【医療介護あれこれ】これからの地域包括ケア時代と時期改定に向けて
長 幸美
アドバイザリー前回のコラムでは、「人材枯渇時代」ともいえる人口減少の話をしました。
「この内容を受けて、時期改定に向けて、想像力を働かせてみましょう!」・・・というのも、人材の確保、育成がキーワードになるのではないかと思うからです。
また、クリニックであっても、「介護がわかりません」「認知症はお断り」という状況では、クリニックの運営が難しい状況になっていきます。このため今回はちょっと早いかもしれませんが、「地域包括ケア時代」に向けて少し考えてみましょう。
さて、第一に皆様の事業所は人材の確保にどのようなことをされているでしょうか?
「いや~、介護人材は募集しても応募する人が少なくてねえ・・・」という声が聞こえてきそうですね。

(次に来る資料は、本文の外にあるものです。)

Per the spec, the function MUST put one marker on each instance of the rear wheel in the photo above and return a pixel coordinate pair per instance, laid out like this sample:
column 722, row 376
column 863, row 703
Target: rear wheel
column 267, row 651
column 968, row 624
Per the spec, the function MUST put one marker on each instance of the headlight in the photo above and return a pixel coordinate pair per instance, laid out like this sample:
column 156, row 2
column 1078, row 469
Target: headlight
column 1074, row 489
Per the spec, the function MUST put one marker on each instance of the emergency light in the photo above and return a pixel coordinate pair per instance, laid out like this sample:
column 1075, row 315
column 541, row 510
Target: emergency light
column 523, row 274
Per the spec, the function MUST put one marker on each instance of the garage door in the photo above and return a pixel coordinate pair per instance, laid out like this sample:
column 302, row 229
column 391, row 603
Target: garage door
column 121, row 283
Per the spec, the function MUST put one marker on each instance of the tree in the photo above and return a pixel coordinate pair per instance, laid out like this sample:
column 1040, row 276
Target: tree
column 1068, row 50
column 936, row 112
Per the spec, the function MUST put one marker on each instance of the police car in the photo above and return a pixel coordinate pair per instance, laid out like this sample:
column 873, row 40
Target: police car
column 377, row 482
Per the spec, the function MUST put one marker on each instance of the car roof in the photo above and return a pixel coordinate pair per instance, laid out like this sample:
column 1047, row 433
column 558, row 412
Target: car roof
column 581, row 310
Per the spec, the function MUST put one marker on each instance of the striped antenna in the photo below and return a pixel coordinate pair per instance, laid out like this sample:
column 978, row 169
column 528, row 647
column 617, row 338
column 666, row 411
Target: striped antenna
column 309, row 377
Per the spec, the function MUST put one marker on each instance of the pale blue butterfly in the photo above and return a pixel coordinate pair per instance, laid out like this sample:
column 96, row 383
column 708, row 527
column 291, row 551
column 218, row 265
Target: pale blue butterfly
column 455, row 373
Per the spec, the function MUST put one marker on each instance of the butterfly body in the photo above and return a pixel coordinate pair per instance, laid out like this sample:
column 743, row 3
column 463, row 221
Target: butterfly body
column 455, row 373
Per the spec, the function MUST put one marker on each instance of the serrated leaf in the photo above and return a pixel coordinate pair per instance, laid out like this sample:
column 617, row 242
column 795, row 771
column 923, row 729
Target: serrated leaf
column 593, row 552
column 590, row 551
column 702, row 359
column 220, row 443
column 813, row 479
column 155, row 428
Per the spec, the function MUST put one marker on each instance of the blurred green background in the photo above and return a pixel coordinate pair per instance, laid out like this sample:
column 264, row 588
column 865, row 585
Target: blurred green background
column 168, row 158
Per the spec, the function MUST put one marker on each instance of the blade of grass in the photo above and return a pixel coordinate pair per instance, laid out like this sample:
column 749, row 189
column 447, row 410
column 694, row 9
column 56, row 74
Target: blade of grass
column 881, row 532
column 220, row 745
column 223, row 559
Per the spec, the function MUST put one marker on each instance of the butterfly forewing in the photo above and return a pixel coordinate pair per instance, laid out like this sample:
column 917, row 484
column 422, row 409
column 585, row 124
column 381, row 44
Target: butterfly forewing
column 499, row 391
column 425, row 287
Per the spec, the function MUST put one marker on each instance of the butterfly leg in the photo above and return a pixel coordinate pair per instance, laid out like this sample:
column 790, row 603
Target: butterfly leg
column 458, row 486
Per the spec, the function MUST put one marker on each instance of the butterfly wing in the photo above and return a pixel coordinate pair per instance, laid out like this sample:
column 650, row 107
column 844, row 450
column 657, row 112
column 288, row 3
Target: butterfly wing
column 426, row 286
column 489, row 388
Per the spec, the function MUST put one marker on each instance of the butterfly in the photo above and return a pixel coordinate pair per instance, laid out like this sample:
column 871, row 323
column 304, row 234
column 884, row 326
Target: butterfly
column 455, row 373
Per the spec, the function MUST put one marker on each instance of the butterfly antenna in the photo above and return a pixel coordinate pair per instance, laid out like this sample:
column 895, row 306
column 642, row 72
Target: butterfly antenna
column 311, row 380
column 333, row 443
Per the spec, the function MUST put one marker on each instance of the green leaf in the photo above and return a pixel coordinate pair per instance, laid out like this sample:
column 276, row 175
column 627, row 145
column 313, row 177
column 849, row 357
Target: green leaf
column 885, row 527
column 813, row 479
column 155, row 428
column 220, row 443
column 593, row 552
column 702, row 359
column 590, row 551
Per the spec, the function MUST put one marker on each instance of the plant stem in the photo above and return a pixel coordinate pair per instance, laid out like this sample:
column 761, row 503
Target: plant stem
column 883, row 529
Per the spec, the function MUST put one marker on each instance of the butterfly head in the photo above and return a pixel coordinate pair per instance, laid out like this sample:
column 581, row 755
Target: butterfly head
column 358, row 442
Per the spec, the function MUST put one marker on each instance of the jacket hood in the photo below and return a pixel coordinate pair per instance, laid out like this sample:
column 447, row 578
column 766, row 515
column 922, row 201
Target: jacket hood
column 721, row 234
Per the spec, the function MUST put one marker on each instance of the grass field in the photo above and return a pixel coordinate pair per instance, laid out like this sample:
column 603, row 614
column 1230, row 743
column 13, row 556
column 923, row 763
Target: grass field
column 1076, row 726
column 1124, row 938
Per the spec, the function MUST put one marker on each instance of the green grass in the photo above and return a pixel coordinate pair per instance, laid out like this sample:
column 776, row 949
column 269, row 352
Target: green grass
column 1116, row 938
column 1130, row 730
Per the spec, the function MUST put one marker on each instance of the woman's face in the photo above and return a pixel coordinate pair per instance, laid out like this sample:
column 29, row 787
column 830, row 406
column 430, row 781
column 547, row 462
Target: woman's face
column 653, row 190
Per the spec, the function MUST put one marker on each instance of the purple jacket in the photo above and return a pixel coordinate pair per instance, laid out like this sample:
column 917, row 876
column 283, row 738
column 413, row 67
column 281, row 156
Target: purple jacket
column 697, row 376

では、その少ない「人材」、やっと採用した「人材」を「人財」に変える努力はどうなさっていますか?「人」は放っておくと「人在」「人罪」になり兼ねません。この「人財」に変える事業所の取り組みが、これからの医療機関や介護事業所にとっては大事なことになると確信しています。
現在、今までにない「人口減少時代」に突入しています。
「若者の車離れ」が話題になりはじめ、久しいのですが、皆さんどのようにお考えでしょうか?これは、地方から若者がいなくなっていることの証ではないでしょうか?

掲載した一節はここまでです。